Niemieckie zarzuty są "zupełnie nieuzasadnione" - powiedział wiceminister MEN. Podkreślił, że Polska hojnie łożyła pieniądze na działalność PNWM, nigdy nie opóźniała swojej wpłaty, zawsze była na czas w każdej sprawie. Jego zdaniem, krytyka jest wynikiem politycznego podejścia do współpracy młodzieżowej. To jest niedopuszczalne - podkreślił Orzechowski.
Dodał, że autorzy sprawozdania traktują "niesymetrycznie" dwóch fundatorów - czyli polski i niemiecki rząd, chociaż obie strony mają równy wkład w finansowanie tej placówki. Nie ma drugiego takiego przedsięwzięcia, gdzie Polska zaangażowana jest na kwotę blisko 19 mln złotych - powiedział wiceminister.

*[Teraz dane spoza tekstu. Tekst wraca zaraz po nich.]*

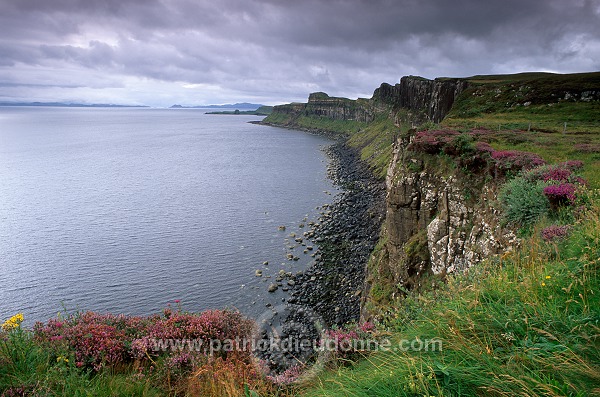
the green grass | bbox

Mirosław Orzechowski nie odpowiedział wprost na pytanie, czy polski dyrektor PNWM Piotr Womela pozostanie na stanowisku. Są kierownicy, którzy potrafią dopasować się do nowych zadań, ale zdarza się też, że nie dają rady - wyjaśnił wiceminister. Źródło w niemieckich władzach PNWM powiedziało, że strona polska planuje od dawna odwołanie Womeli, ma jednak kłopot ze znalezieniem odpowiedniego kandydata.
Po pierwszym dniu obrad rady PNWM odbyła się uroczystość wręczenia nagród dla szkół i organizacji pozarządowych biorących udział w konkursie "Młodzież współodpowiedzialna za sąsiedztwo". Główne wyróżnienia, po 2000 euro dla każdego partnera, otrzymał projekt dotyczący przemocy w szkole, autorstwa techników z niemieckiego Cloppenburga i polskiego Kluczborka oraz inicjatywa Ośrodka Spotkań z Krzyżowej i berlińskiego stowarzyszenia Kreisau e.V, które zajmują się zaniedbaną młodzieżą.
W czwartek rada PNWM zajmie się m.in. budżetem na rok 2007.
Niemcy i Polska podpisały w 1991 roku umowę o powołaniu Jugendwerku. Dwa lata później placówka rozpoczęła działalność. Od tego czasu PNWM zorganizowała ponad 21 tysięcy imprez, w których uczestniczyło ponad 1,6 mln młodzieży z obu krajów. W ubiegłym roku w niemieckiej prasie pojawiło się szereg materiałów, zarzucających kierowanemu przez polityków LPR polskiemu MEN blokowanie pieniędzy na działalność Jugendwerku.